Pachyglossa is one of the three genera of flowerpeckers that make up the family Dicaeidae. These species are found in montane areas of South and Southeast Asia.

==Taxonomy==
The genus Pachyglossa was introduced in 1843 by the English zoologist Edward Blyth
with Pachyglossa melanoxantha, Blyth, (the yellow-bellied flowerpecker) as the type species. The genus name combines the Ancient Greek παχυς/pakhus meaning "thick" with γλωσσα/glōssa meaning "tongue", "mouth" (or "bill"). Molecular phylogenetic studies of the flowerpecker family found that the genus Dicaeum was paraphyletic with respect to Prionochilus. To resolve the paraphyly the genus Pachyglossa was resurrected to contain several species previously placed in Dicaeum as well as one species from Prionochilus, the olive-backed flowerpecker, for which the phylogeny is less certain.
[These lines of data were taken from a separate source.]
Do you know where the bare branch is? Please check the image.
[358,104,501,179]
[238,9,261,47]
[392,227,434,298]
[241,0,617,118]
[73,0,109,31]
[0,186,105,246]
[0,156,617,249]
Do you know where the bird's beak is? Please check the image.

The genus contains seven species:
- Olive-backed flowerpecker, Pachyglossa olivacea – Philippines (except Palawan group, Mindoro, West Visayas and Sulu Archipelago)
- Whiskered flowerpecker, Pachyglossa propria – montane Mindanao (south Philippines)
- Yellow-vented flowerpecker, Pachyglossa chrysorrhea – Himalayas to Borneo and Bali
- Yellow-bellied flowerpecker, Pachyglossa melanozantha – Himalayas to Thailand
- Legge's flowerpecker, Pachyglossa vincens – Sri Lanka
- Brown-backed flowerpecker, Pachyglossa everetti – Malay Peninsula, Riau Islands (east of central Sumatra) and Borneo
- Thick-billed flowerpecker, Pachyglossa agilis – widespread, also Lesser Sunda Islands

In common with the other flowerpeckers, the Pachyglossa flowerpeckers are small birds, between 9–11 cm in length and weighing 9–11 g. The bill of all the 7 species is deep, broad and short. In terms of plumage the genus is fairly variable.

Like all members of the family nectar and pollen of mistletoe (Loranthaceae) form an important part of their diet. In addition, other fruits are taken. Smaller fruits are consumed whole, or squeezed until skin is removed and discarded, then swallowed, whereas larger fruits are pierced with the bill and chunks removed and swallowed. Insects and spiders are also eaten.